A visit to GM Watch will reveal a catalogue of similar protests over recent weeks, months and years. Here's just a recent sample of headlines: ‘No Improvement in EU’s GMO risk assessment’, ‘Unlabelled clone meat allowed on shop shelves’, ‘Industrial poultry, GM feed and the RTRS’. The mainstream press may have wearied somewhat from their ‘Frankenstein Food’ stories of old. But passions among a large sub-set of consumers still run high.
Recent years have seen huge advances in GM technology. Who could have imagined filling your grocery basket with ‘pluots’ (a hybrid of plums and apricots), ‘lematos’ (lemons and tomatos) or ‘grapples’ (grapes and apples)? Or heading down to your local pet store and buying a GloFish (a modified florescent zebrafish)? Gimmicks aside, GM goods now proliferate in our food chain. American dairy farmers, for instance, are now saying the days of non-GM organic milk are numbered. (The warning follows the decision by the US Department of Agriculture earlier this year to legalise GM alfalfa, an essential feed for dairy cows).

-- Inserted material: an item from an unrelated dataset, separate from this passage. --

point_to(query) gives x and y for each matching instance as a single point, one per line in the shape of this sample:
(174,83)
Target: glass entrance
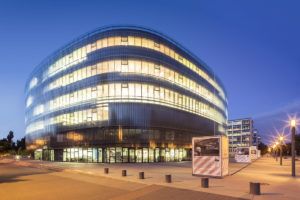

Yet the fundamental arguments are much the same as when GMOs first burst onto the commercial scene. In the one corner, you have a vocal consumer lobby - perturbed about the technology’s potential health and environmental impacts. In the other, you have the biotech industry – rich, powerful and intent on arguing that GM is the future for a resource-stretched planet. The result has been a heated and often vitriolic clash. None more so than Monsanto’s head-on collision with European regulators and the general public back in the late 1990s.
As part of Ethical Corporation’s collection of landmark events for the corporate responsibility movement, Ben Schiller examines this mother of all battles. Some of the lessons are particular to the time and the industry. Playing with science – particularly when it’s linked to something as fundamental as the food we eat – is, and always be, an emotive subject.
Other lessons, however, are more generic. Most revolve around communications. Sat in St. Louis, Missouri, six hours behind London, Monsanto’s PR team were always one step behind the news agenda. The US company's advertising wasn't always the wisest either. (An early set of ads were rules as misleading by the UK watchdog). Schiller examines the PR battle in depth. The ultimate lesson? Regretable as it sounds, good news will never trump bad. Companies just have to hope journalists will eventually grow bored and move on. For GMOs, that strategy seems to have worked of late. But the coming potato harvest could see the horror headlines return. Does a ‘Spud Wars’ summer lie ahead?